Gracias a los reviews .w. me han servido mucho para saber cómo llevar este fic. Este capítulo se centra en cómo se conocieron y comenzaron a salir Alfred y Arthur *w* ASI Q LAS QUE LE SGUSTE USUK, DISFRUTEN DE ESTE CAPITULO!
Se que fui muy cruel en el cap. Anterior TT-TT pero ya verán por qué suceden las cosas .w.
Este es más corto, y me retrasé una semana en subirlo (reescribirlo plz)
Advertiencias: UsUk
este tendría mucho UsxScott, pero le dejaré leve, ya verán, no se arrepentirán .w. (el siguiente cap será solo de UsxScott)
Tercera Entrada:
¿Cuánto tiempo, eh?... en realidad olvido cuanto ha pasado de que no escribo, y sé que fue hace más de un día. Hay ciertas cosas que he querido olvidar, por lo que no las he escrito en mi diario. Hay miles de cosas que no se…. Quiero dejar de sentirme culpable por lo que pasó hace algunos días. Vino Scott, no recuerdo mucho, creo que lo tuvieron que sacar entre dos personas.
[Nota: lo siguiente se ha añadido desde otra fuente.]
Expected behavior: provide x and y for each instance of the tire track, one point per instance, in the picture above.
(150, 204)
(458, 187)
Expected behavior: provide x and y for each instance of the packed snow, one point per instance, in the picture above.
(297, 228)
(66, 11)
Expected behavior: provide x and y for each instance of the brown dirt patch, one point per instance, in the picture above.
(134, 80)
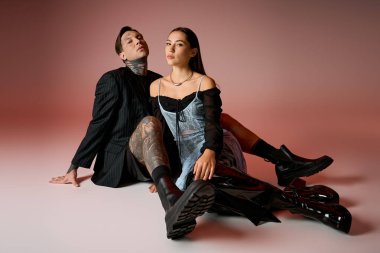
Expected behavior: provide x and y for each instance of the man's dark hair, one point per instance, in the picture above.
(118, 46)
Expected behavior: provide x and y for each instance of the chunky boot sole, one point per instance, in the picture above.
(195, 201)
(319, 193)
(310, 167)
(332, 215)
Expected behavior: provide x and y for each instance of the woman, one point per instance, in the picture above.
(188, 102)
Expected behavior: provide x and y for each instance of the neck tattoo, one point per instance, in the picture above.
(138, 66)
(180, 83)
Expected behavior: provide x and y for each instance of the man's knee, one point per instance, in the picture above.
(225, 119)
No sé qué le habrá sucedido, no sé qué le habré dicho, no lo sé, solo sé que nada se y ni de eso estoy seguro.
Francis vino por la mañana y me trajo mi manta verde. Me comentó que Matthew quería venir a visitarme. Me costó trabajo recordar quien era, hasta que finalmente me rendí y Francis me lo describió. Lo recordé. Y recordé nuevamente que es hermano de Alfred. Recordé a Alfred, largo, alto, con mayor masa muscular y leve exceso de grasa, de amplia sonrisa y anteojos cuadrados tras los cuales están sus hermosas y brillantes orbes azules. Lo miré y me encantó. Una sola vez había amado así, aunque con el pasar de los años, me di cuenta que no era amor, no. Lo que sentía por Scott, ese roñoso ser, no sé cómo describirle. Considerando que en mi pasado fui un niño asustado que solo buscaba protección y que aparentaba fortaleza, para no demostrar el dolor de haber perdido a mamá y a papá a tan temprana edad. Recuerdos de la infancia, nulos en mi memoria. Lo más que logro recordar, es cuando jugaba con Francis, cuando aún era mi amigo. Recuerdo cuando me tenía que ocultar de mis hermanos para que no me hagan daño, sobre todo de Scott. Aun así, no logro tener muchas cosas en mi mente, Alfred es todo lo que recuerdo y lo que quiero no recordar. Aunque temo olvidar sus caricias, sus besos, abrazos y palabras de amor, prefiero sanar de este mal, este mal de amor que me hace débil, que me hace daño. Todo lo que amé, todo lo que no lloré. Alfred, Mi delito es amarte, mi sueño tenerte, mi mal no poseerte, y mi agonía no olvidarte.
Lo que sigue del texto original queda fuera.